Advice on preventing blood clots at home or in hospital.

The formation of a blood clot or 'thrombus' inside a blood vessel is called thrombosis;  you may have heard the term DVT or deep vein thrombosis that most commonly occurs in the leg veins. 

A complication of developing a clot is it can break away from where it formed and travel to another part of the body, where it may become lodged in another blood vessel and restrict the blood flow.  When a clot travels it is known as an 'embolus' and when it gets stuck in another blood vessel it's called an 'embolism'; you may have heard the term PE or pulmonary embolism, which is a clot in the lungs.  VTE or venous thromboembolism is a term that includes both DVT and PE.

How can blood clots form?

There are two reasons that a clot might form

  1. Changes or damage to the blood vessels:  If there is pressure on a vein a clot can form.  Pressure on the vein might be caused by immobility, surgery or long distance travel.
  2. Problems with the blood:  Blood problems can be inherited, caused by drugs you are taking, acute illness (such as an infection, cancer, respiratory failure, heart failure), or pregnancy.  If you are dehydrated, the blood can get 'sticky' which can increase the risk of blood forming a clot.

Risk factors

There are a number of factors that can increase a person's chance of developing a blood clot.
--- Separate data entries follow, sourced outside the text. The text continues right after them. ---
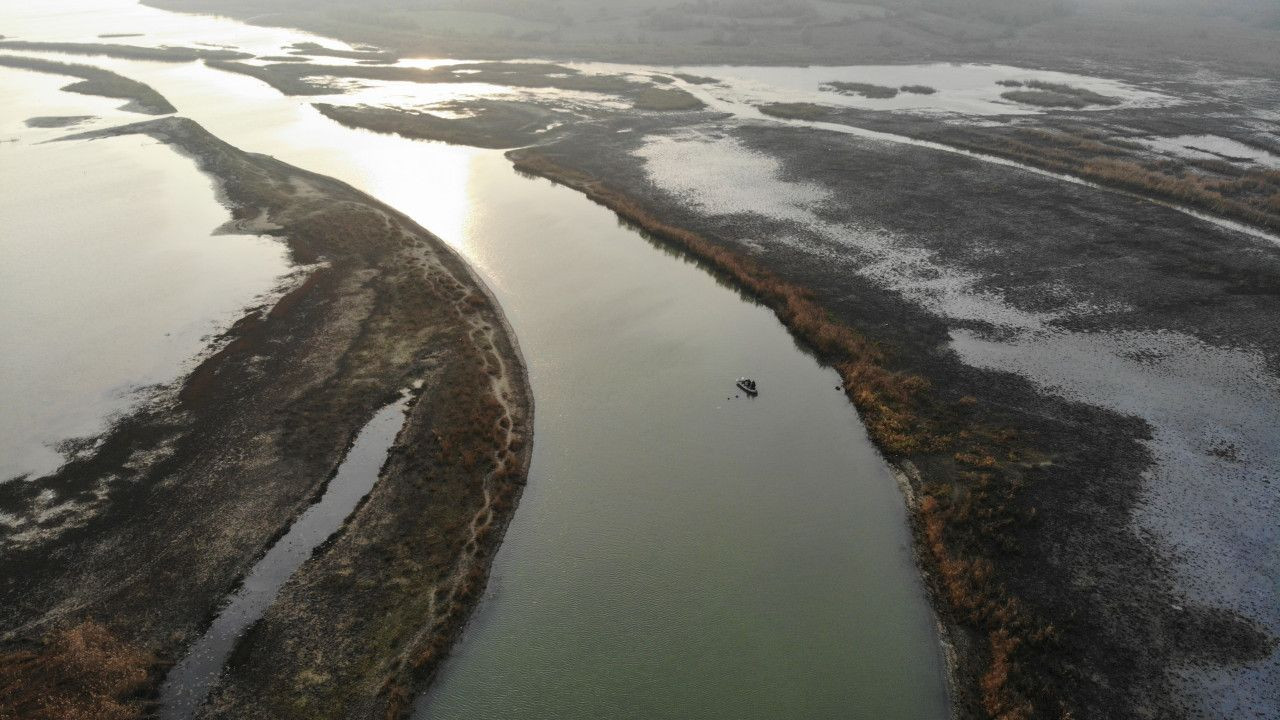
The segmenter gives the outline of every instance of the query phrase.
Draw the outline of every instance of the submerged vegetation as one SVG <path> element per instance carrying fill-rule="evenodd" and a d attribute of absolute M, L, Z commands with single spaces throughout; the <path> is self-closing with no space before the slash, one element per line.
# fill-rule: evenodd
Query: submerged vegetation
<path fill-rule="evenodd" d="M 1038 456 L 1018 432 L 974 423 L 973 397 L 947 400 L 922 375 L 896 370 L 891 350 L 838 322 L 813 292 L 790 283 L 754 259 L 672 225 L 602 181 L 559 165 L 538 150 L 508 152 L 521 172 L 584 192 L 652 237 L 690 254 L 771 307 L 801 341 L 832 365 L 876 445 L 895 461 L 928 468 L 914 524 L 936 573 L 934 592 L 945 614 L 982 638 L 986 659 L 977 687 L 957 688 L 961 702 L 1005 720 L 1033 707 L 1064 707 L 1064 694 L 1046 667 L 1056 667 L 1056 630 L 1000 580 L 995 559 L 1016 543 L 1016 529 L 1034 520 L 1019 489 Z M 1036 670 L 1033 670 L 1036 667 Z"/>
<path fill-rule="evenodd" d="M 841 82 L 832 81 L 824 82 L 819 90 L 826 90 L 827 92 L 838 92 L 840 95 L 860 95 L 863 97 L 872 97 L 878 100 L 887 100 L 890 97 L 897 97 L 896 87 L 886 87 L 883 85 L 872 85 L 869 82 Z"/>
<path fill-rule="evenodd" d="M 678 87 L 646 87 L 635 97 L 636 110 L 700 110 L 703 101 Z"/>
<path fill-rule="evenodd" d="M 155 659 L 84 621 L 0 655 L 0 717 L 134 720 Z"/>
<path fill-rule="evenodd" d="M 73 82 L 63 90 L 67 92 L 79 92 L 81 95 L 100 95 L 102 97 L 129 100 L 131 102 L 125 105 L 127 110 L 136 110 L 148 115 L 168 115 L 177 111 L 163 95 L 150 86 L 101 68 L 14 55 L 0 55 L 0 67 L 83 78 L 81 82 Z"/>
<path fill-rule="evenodd" d="M 782 118 L 783 120 L 822 120 L 835 111 L 831 105 L 817 102 L 765 102 L 758 106 L 765 115 Z"/>
<path fill-rule="evenodd" d="M 1041 108 L 1089 108 L 1092 105 L 1119 105 L 1120 100 L 1059 82 L 1044 82 L 1029 79 L 1024 83 L 1018 81 L 998 81 L 1009 87 L 1025 87 L 1027 90 L 1010 90 L 1000 96 L 1014 102 L 1025 105 L 1039 105 Z"/>
<path fill-rule="evenodd" d="M 1280 170 L 1149 160 L 1132 145 L 1044 128 L 951 129 L 940 138 L 1265 228 L 1280 228 Z"/>
<path fill-rule="evenodd" d="M 156 60 L 161 63 L 191 63 L 195 60 L 247 60 L 253 55 L 237 50 L 211 47 L 142 47 L 111 42 L 31 42 L 26 40 L 0 40 L 0 49 L 67 53 L 69 55 L 105 55 L 125 60 Z"/>
<path fill-rule="evenodd" d="M 544 137 L 550 124 L 571 119 L 566 114 L 547 110 L 532 102 L 513 100 L 460 100 L 440 106 L 440 110 L 468 113 L 461 118 L 367 105 L 342 106 L 316 102 L 314 106 L 324 117 L 347 127 L 475 147 L 529 145 Z"/>

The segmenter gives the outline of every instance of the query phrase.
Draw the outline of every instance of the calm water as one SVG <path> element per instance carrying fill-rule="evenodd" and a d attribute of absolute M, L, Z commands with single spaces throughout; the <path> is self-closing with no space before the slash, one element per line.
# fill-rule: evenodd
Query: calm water
<path fill-rule="evenodd" d="M 212 183 L 151 138 L 45 142 L 146 118 L 72 81 L 0 68 L 0 482 L 56 469 L 59 442 L 180 378 L 288 270 L 273 240 L 211 236 L 230 219 Z"/>
<path fill-rule="evenodd" d="M 530 483 L 419 716 L 946 715 L 897 489 L 769 311 L 500 154 L 342 128 L 198 64 L 93 61 L 413 217 L 511 319 Z M 759 398 L 733 397 L 742 374 Z"/>
<path fill-rule="evenodd" d="M 204 635 L 174 665 L 160 688 L 160 719 L 182 720 L 205 701 L 236 641 L 257 623 L 294 570 L 342 527 L 378 482 L 378 473 L 404 424 L 408 398 L 383 407 L 369 420 L 329 480 L 324 495 L 275 541 L 227 601 Z"/>

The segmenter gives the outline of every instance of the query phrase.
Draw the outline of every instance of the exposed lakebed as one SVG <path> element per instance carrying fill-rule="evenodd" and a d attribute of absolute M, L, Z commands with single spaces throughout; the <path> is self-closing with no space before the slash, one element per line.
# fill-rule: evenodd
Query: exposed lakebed
<path fill-rule="evenodd" d="M 404 211 L 502 302 L 539 407 L 530 484 L 422 712 L 945 715 L 899 491 L 771 311 L 500 154 L 342 128 L 200 65 L 95 64 Z"/>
  • Developing a clot in the past or having a family history of clots
  • Major surgery, particularly orthopaedic (bone) surgery
  • Major trauma or leg injury
  • Obesity
  • Aged over 60
  • Cancer or chemotherapy treatment
  • Acute illnesses  
  • Smoking
  • Being immobile
  • Pregnancy, some types of contraceptive pill or hormones
  • Faulty blood clotting e.g. thrombophilia

If you have to come in to hospital

When you are admitted to hospital, nurses and doctors will assess you to see if you are at risk of developing a clot and will repeat the assessment every 48 to 72 hours.  You might hear this referred to as a VTE assessment (VTE stands for venous thromboembolism - a clot in a vein).  If you are assessed to be at risk of developing a clot you will be offered the appropriate prevention.

Prevention can include one or all of the following:

  • An injection of heparin called Dalteparin (Fragmin)
  • Anti-embolism stockings, often called 'TEDS'
  • Leg pumps or 'flowtrons'

Preventing clots

To help prevent clots at home or after you have been in hospital

  • Walk around as much as possible or, if you are not very mobile, exercies you legs while you are in bed or sitting in a chair.
  • Drink plenty of fluids
  • If you are at risk, wear anti-embolism stockings when you are on long haul journeys

There are information leaflets available on admission and discharge from hospital.

Signs and symptoms of a clot

Typical symptoms of a deep vein thrombosis (DVT) include swelling, pain, tenderness in the calf and sometimes heat and redness when compared to the other leg.

The typical symptom of pulmonary embolism (PE) is shortness of breath.

There are other causes of painful swollen calves and difficulty in breathing.  If you are concerned contact your GP, visit NHS Direct or call on 0845 45 47 or in an emergency go Accident and Emergency.